K-mer Distribution of a Transcriptome

K-mer Distribution of a Transcriptome


Our previous commentary - Maximizing Utility of Available RAMs in K-mer World presented the K-mer distribution of a Solexa genomic library, and showed a peak around 50 suggesting that short reads sampled the unique parts of the genome 50 times on average. Reader Rick Westerman asked how the distribution would look like for a transcriptome library. Here we present plots of K-mer distribution for a transcriptome (RNA-seq) library with 100 million reads of sizes 100 nucleotide each. Three plots below show the same data in linear-linear, linear-log and log-log scales.

We do not see any peak like genomic data, because genes in a transcriptome have various expression levels.

One thing to note - we do not see peaks for some genomic data sets as well, because the sequencing coverage is so low that it gets hidden under the huge bump near x=0 (which is produced by sequencing error).

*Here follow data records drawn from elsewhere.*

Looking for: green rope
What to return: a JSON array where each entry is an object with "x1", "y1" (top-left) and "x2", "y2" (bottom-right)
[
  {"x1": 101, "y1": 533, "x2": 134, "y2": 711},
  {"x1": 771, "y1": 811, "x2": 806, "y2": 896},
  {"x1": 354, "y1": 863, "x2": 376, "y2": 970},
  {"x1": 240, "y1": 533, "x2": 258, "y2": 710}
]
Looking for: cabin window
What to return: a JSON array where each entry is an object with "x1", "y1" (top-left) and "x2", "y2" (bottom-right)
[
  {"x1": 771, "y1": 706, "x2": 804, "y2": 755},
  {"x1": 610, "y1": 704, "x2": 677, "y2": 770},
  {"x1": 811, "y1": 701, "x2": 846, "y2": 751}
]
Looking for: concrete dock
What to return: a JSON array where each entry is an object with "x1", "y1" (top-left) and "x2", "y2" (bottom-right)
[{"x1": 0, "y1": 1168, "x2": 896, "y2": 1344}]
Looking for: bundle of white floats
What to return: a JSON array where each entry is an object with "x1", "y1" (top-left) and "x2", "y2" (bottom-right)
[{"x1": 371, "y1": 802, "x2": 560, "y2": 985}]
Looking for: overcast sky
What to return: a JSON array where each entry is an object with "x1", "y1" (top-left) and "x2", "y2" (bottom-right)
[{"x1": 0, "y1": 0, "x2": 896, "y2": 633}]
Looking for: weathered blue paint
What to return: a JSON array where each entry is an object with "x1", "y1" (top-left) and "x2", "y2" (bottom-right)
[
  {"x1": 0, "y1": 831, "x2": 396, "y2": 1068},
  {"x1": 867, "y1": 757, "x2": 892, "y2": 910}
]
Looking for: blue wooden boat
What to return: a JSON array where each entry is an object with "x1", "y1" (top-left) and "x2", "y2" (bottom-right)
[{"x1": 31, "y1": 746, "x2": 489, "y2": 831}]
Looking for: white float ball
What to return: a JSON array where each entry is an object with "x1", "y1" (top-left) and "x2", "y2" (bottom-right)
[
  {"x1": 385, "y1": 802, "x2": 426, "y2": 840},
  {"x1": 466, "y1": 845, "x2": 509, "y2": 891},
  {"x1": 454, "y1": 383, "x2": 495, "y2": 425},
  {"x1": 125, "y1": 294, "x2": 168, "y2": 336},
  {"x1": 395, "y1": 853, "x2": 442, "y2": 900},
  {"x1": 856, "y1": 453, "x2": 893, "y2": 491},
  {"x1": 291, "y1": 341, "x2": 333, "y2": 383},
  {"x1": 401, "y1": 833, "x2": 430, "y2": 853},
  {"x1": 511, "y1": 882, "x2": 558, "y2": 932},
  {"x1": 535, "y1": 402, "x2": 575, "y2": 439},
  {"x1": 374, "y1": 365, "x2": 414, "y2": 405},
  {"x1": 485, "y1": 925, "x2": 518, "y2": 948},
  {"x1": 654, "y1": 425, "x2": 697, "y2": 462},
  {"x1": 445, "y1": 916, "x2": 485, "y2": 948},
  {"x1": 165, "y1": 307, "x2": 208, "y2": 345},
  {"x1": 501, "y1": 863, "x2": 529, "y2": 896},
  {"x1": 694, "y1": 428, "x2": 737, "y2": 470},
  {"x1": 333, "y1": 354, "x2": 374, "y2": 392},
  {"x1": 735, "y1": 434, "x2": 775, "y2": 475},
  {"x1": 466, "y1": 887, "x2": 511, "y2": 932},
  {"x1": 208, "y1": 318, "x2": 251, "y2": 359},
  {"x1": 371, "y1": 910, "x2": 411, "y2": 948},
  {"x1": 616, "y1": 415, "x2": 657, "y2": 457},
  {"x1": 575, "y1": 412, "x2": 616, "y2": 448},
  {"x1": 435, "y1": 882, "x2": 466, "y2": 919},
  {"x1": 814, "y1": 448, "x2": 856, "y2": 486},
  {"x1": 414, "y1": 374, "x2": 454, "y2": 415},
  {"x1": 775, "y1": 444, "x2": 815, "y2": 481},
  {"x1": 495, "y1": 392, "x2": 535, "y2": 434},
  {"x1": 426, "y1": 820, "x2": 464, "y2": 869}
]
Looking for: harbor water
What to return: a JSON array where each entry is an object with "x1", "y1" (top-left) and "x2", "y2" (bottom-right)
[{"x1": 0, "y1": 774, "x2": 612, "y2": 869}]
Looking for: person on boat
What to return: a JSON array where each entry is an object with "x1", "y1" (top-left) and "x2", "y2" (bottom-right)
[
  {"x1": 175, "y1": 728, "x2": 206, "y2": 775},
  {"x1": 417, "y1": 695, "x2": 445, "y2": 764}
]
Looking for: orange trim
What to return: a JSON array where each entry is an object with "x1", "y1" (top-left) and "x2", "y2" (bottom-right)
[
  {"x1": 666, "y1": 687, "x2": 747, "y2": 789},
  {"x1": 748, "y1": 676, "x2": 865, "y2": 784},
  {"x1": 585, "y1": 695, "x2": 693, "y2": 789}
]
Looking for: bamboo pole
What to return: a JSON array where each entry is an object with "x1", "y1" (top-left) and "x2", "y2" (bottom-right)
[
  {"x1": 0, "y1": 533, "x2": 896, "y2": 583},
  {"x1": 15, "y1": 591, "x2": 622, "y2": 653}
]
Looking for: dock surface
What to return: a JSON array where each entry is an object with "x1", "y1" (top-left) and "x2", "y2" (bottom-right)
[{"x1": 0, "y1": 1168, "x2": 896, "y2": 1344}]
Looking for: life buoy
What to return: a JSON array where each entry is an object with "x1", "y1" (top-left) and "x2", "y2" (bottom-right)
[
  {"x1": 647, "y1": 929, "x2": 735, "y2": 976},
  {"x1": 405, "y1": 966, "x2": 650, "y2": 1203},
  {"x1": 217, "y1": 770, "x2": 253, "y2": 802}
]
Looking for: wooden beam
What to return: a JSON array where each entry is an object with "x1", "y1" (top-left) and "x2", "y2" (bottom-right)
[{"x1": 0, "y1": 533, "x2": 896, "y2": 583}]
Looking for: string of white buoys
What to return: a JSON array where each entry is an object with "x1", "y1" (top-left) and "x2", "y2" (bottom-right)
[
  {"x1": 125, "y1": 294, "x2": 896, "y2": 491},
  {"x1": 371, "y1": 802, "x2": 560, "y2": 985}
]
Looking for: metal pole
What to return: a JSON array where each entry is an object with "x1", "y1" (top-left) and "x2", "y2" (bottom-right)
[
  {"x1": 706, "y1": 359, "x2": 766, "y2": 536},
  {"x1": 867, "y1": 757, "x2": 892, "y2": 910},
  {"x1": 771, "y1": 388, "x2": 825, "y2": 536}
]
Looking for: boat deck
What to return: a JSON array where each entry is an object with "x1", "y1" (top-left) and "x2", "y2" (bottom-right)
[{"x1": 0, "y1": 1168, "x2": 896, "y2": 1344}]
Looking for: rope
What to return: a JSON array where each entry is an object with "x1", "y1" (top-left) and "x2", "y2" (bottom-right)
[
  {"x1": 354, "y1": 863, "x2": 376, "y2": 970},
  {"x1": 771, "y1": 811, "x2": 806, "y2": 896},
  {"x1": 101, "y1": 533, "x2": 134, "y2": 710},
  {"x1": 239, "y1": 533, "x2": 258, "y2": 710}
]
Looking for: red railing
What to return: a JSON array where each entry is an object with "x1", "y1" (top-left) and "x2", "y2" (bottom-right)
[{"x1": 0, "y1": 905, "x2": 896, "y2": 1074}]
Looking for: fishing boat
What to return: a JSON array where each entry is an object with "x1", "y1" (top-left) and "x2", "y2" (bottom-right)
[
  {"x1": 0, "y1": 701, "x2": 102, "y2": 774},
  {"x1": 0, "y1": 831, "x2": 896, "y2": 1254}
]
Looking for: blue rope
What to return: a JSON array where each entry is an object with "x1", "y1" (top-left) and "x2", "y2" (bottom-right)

To make sure that is not the case for the transcriptome plot shown above, we are repeating the calculation with 7 times as many reads as before (~700 M reads). I hope that will be enough coverage to settle the question once and for all.

Edit.

We repeated the above calculation with over 700 million 100 nt transcriptome reads. The k-mer distribution is shown below. They do not show any peak at any k-value.

Intuitively this result makes sense. A transcriptome contains many RNA sequences, each of which is expressed at a different level. Different k-mer distributions from different RNA sequences get averaged out, when we plot k-mer distribution of an entire RNAseq library.